Real estate transactions can be daunting for anyone, let alone first time home buyers. Whether you’re considering a bungalow in a beach city, a loft in downtown Los Angeles or a beautiful piece of Indio real estate, there are some standard strategies for planning and saving that anyone can benefit from.
Traditionally, buyers were required to place a down payment that equaled 20% of the purchase price. We saw some very extreme exceptions over the last decade, which ultimately led to the market crash.

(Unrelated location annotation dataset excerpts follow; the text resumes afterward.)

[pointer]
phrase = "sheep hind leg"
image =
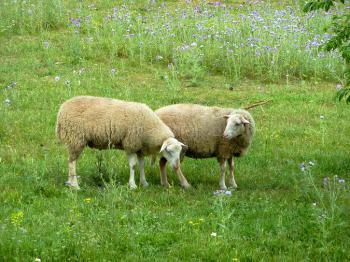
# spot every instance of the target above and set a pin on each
(232, 180)
(132, 164)
(222, 163)
(163, 175)
(142, 171)
(72, 163)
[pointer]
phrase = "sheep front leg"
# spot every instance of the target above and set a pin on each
(222, 162)
(142, 171)
(163, 176)
(132, 163)
(181, 177)
(72, 163)
(232, 177)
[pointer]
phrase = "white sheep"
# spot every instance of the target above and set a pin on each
(209, 132)
(105, 123)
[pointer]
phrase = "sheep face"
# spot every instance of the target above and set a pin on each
(171, 150)
(236, 126)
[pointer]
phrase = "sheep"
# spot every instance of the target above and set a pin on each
(223, 133)
(105, 123)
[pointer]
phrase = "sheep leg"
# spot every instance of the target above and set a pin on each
(163, 176)
(232, 177)
(142, 171)
(181, 177)
(222, 162)
(72, 163)
(132, 164)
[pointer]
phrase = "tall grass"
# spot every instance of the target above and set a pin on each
(243, 42)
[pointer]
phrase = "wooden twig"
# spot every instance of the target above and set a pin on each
(257, 104)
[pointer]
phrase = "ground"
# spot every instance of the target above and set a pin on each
(293, 198)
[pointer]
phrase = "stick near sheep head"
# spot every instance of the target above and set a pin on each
(171, 150)
(236, 126)
(208, 132)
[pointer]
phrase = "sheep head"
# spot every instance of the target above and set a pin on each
(236, 125)
(171, 150)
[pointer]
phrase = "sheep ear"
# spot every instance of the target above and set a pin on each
(183, 145)
(163, 147)
(245, 121)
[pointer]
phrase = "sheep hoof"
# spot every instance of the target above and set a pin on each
(72, 185)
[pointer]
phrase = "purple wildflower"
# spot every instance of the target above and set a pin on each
(76, 22)
(46, 44)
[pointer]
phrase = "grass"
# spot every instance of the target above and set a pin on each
(279, 211)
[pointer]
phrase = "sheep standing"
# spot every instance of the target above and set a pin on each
(105, 123)
(209, 132)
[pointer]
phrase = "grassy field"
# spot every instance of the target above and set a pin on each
(293, 201)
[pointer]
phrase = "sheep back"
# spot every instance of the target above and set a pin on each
(109, 123)
(201, 128)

While some lenders still make it possible to avoid high down payments, the wisest strategy truly is to try to save as significant a down payment as possible, as well as a contingency fund for emergencies. For example, if you’re interested in equestrian properties, there are a lot of additional elements and potential situations that would require you to have an emergency fund, so that you don’t get in over your head.
While it’s important to get advice from an expert regarding your particular situation, the most commonly recommended number is 20%. At that number, many lenders do not require the purchase of Private Mortgage Insurance (PMI), which is an additional cost that protects the lender in case of default. While the number seems lofty, it is safest to work within a range that is comfortable for you financially, and most advisors say that a house may be out of your means if you can’t save up 20% of it. That dream house in the suburbs or that beautiful piece of Indio real estate will require additional funds for maintenance and upkeep, so always make sure to factor those expenses into your family budget.
The benefit of a sizeable down payment such as 20 percent is that it creates instant equity in your home, which can be very valuable to you financially in the long run, especially if you decide to sell the property in the future. However, the 20 percent figure isn’t a diehard rule. Sometimes you may be able to find lenders that will work with you for less, but it’s probably best to not go too low. If you’ve fallen in love with that mansion in the desert or are considering equestrian properties that may be out of your range, make sure to get a reality check from a real estate professional or financial advisor who can help you develop a practical plan within your means.